Abstract
Purpose: To investigate the effect of triamcinolone acetonide (TA) on retinal expression of decorin in a rat model of oxygen-induced retinopathy (OIR).
Materials and Methods: OIR was stimulated by exposing Sprague-Dawley (SD) rats to hyperoxia (80 ± 1.3% O2) from postnatal day (P) 2 to P14 and then returning them to normoxia (room air, 21 ± 1.5% O2). Control rats were maintained in normoxia. At P15, TA (40 mg/ml) was injected into the right vitreous of OIR rats and saline into the left vitreous of control rats. All rats were sacrificed at P18. RT-PCR, western blot and immunohistochemistry, TUNEL assay were performed to detect the effects of TA on molecular and morphological changes in retinal decorin levels in P18 OIR rats.

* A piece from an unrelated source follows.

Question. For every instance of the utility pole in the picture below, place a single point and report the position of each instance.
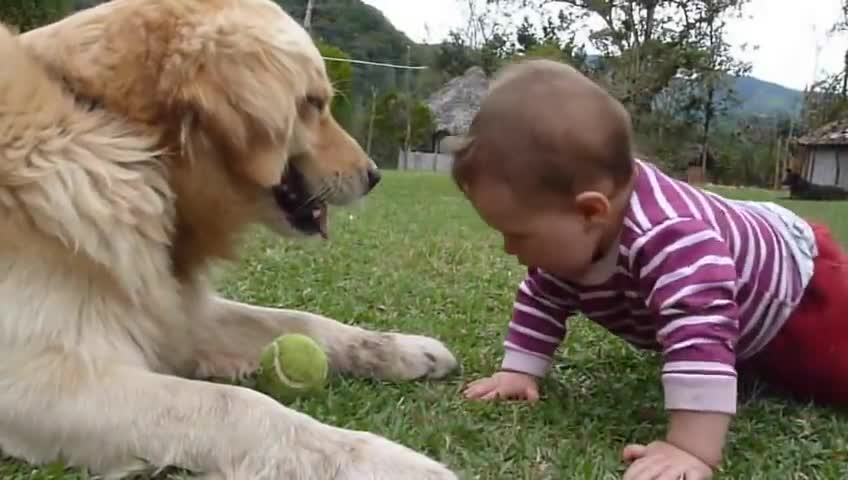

Results: In P18 OIR rats, mRNA and protein of retinal levels and immunoreactivity of retinal decorin were significantly less (p-value = 0.0000000012, 0.0007, 0.000003; n = 5; respectively) than in control rats. In addition, neuronal cell death was increased in P18 OIR rats (p-value = 0.0028; n = 5) relative to controls. However, treatment with TA prevented the decrease of mRNA, protein levels, and immunoreactivity in retinal decorin in P18 OIR rats (p-value = 0.00023, 0.003, 0.000079; n = 5, respectively), and restored neuronal cell death in P18 OIR rats (p-value = 0.0022, n = 5).
Conclusion: Our results suggest that decorin is involved in hypoxic retinal damage and that TA protects retinal neurons damaged by relative hypoxia from decreased decorin levels.
ACKNOWLEDGMENTS
This work was supported by grant No. 2009-0068732 from the Basic Research Program of the Korea Science & Engineering Foundation. In addition, this study was partially supported by the BK21 Program and by the MRC program of MOST/KOSEF (R13-2005-012-01001-1).
Declaration of interest: The authors report no conflicts of interest. The authors alone are responsible for the content and writing of the paper.